Les milieux de travail actuels, qu’il s’agisse d’entreprises manufacturières ou de bureaux, offrent trois moyens clés de gérer l’invalidité, qui concernent tous l’humanisation des interactions cruciales de l’employé et de l’employeur.

  1. Intervenir tôt

    Trop souvent, lorsqu’une personne va voir son patron pour lui dire « Je ne me sens pas bien », elle se voit immédiatement répondre « D’accord, va voir ton médecin et on verra pour la suite ». Et la personne s’en va!

    Des études montrent que quelques questions délicates, c’est-à-dire une curiosité empathique, peuvent être très utiles. Sans faire un diagnostic médical ou pénétrer dans l’intimité de l’employé, se montrer prêt à avoir une vraie conversation sur les raisons empêchant ce dernier de se sentir apte à travailler pourra l’aider à demeurer en service actif au lieu d’être mis prématurément en congé d’invalidité.

    Parfois, tout ce dont la personne a besoin est une oreille attentive. Lorsque les gestionnaires de personnel sont formés à intervenir tôt et à amorcer, si l’occasion se présente, un dialogue responsable sur les problèmes de santé de l’employé, ils contribuent manifestement à réduire l’incidence et la durée des congés d’invalidité.
     
  2. Ne pas médicaliser ce qui ne l’est pas

    En réalité, seulement 51 % des absences sont de nature médicale. Pourtant, en général, la première réaction de nombreux gestionnaires lorsque les employés affirment avoir un problème les empêchant de travailler est de les envoyer chez le médecin pour obtenir un diagnostic de même que le très crucial « billet du médecin ».

    Et si le problème n’était pas médical? Il s’agit peut-être d’une difficulté au bureau, comme du harcèlement ou de l’intimidation, d’un conflit avec un supérieur ou un collègue, de stress lié à un enfant ou à un parent âgé, voire d’un divorce.

    Peu importe quel est le problème, la réaction quasi automatique consistant à « médicaliser » la situation se révélera vaine. Les médecins connaissent la santé et la maladie, mais ils n’ont pas été formés pour évaluer la capacité d’une personne à travailler dans un milieu ou à un poste en particulier compte tenu de tous les facteurs pouvant l’en empêcher, et ils ne sont pas non plus désireux de le faire. Ce rôle revient à des gestionnaires de dossiers professionnels.
     
  3. Participation de l’employé

    Finalement, point très important, l’employé concerné devrait s’impliquer directement – et avoir envie de le faire – dans l’élaboration de ses plans de gestion de dossier et de retour au travail.

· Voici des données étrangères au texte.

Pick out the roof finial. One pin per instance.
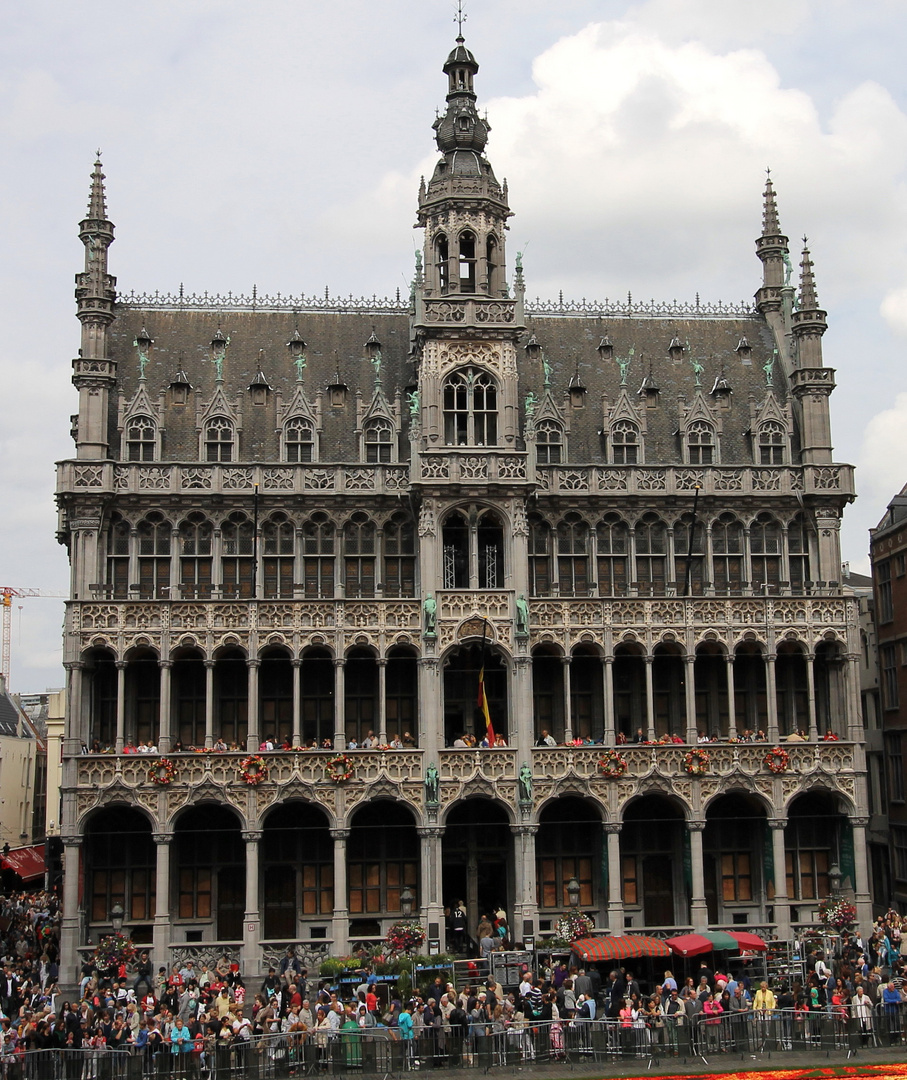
(459, 18)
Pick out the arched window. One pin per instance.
(798, 553)
(278, 537)
(772, 442)
(700, 443)
(238, 552)
(299, 440)
(468, 244)
(379, 441)
(765, 553)
(359, 556)
(194, 557)
(624, 443)
(549, 442)
(400, 557)
(727, 554)
(140, 439)
(651, 555)
(470, 408)
(153, 557)
(317, 556)
(613, 549)
(118, 558)
(539, 557)
(218, 440)
(572, 556)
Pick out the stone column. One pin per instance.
(731, 696)
(254, 732)
(252, 917)
(771, 699)
(690, 698)
(297, 703)
(210, 703)
(525, 905)
(650, 701)
(782, 902)
(863, 896)
(568, 705)
(382, 701)
(162, 899)
(431, 901)
(699, 908)
(339, 705)
(121, 705)
(70, 928)
(813, 732)
(610, 733)
(164, 732)
(616, 913)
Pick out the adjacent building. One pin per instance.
(307, 523)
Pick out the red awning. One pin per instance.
(619, 947)
(749, 942)
(27, 862)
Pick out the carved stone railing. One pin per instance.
(279, 478)
(684, 480)
(129, 617)
(310, 767)
(486, 464)
(668, 760)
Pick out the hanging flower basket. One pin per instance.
(837, 912)
(696, 763)
(339, 768)
(162, 772)
(253, 770)
(572, 926)
(404, 936)
(612, 765)
(112, 950)
(777, 759)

    Nous avons observé, et cela est tout à fait compréhensible, que certaines personnes ne désirent pas parler de leur maladie ou d’une simple blessure, et qu’elles ont l’impression d’avoir le droit de garder leur situation totalement secrète. Évidemment, la confidentialité est essentielle. Toutefois, plus il sera possible de divulguer le degré d’implication de l’employé, plus ce dernier pourra se porter mieux.

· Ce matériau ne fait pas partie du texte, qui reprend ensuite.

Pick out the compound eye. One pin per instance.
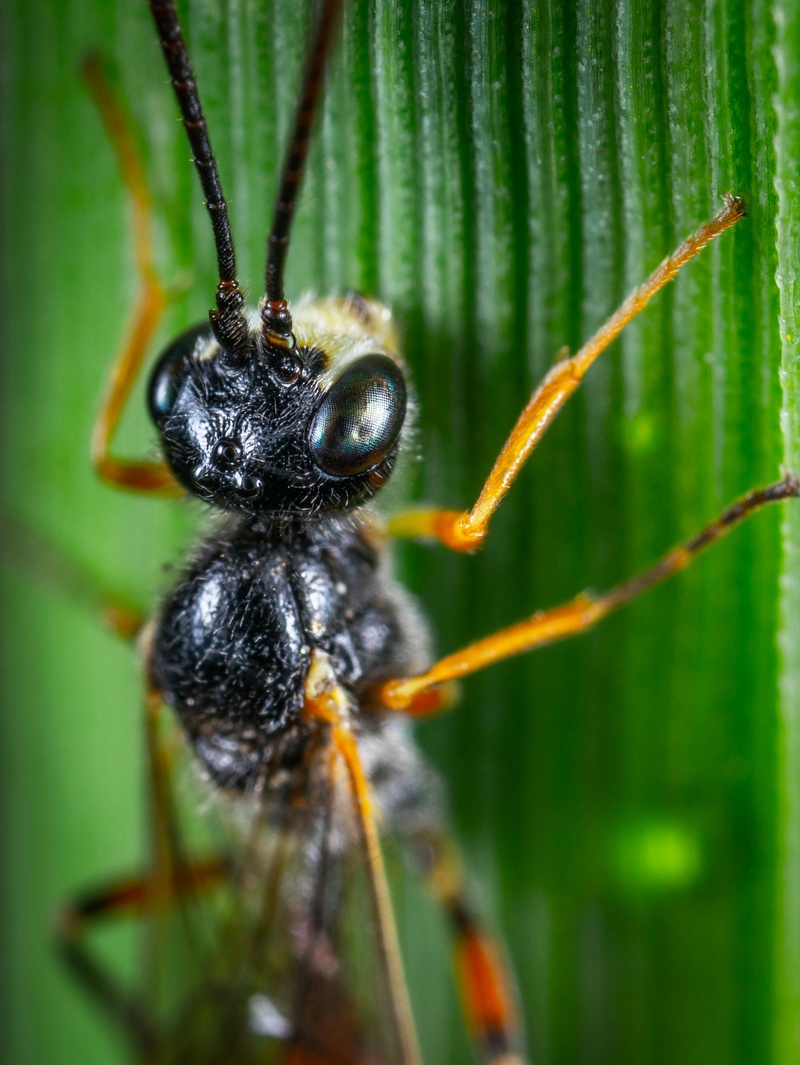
(167, 376)
(360, 419)
(227, 454)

    Et il en ira de même pour l’organisation. Des études montrent que les employés qui prennent part à leur plan de retour au travail et comprennent précisément ce qu’ils doivent faire et les délais qui leur sont impartis ont beaucoup plus de chances de reprendre le travail avec succès.

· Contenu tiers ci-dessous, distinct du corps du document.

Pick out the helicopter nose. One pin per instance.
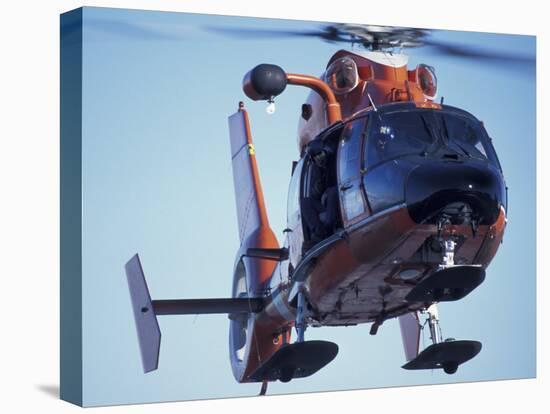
(460, 192)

En fin de compte, ces méthodes font ressortir une réalité évidente : la main‑d’œuvre est un concept social et culturel fondé sur des relations et des communications entre humains, des bases qui sont parfois absentes. Prendre appui sur cette réalité rendra votre organisation non seulement plus humaine, mais également plus prospère à long terme.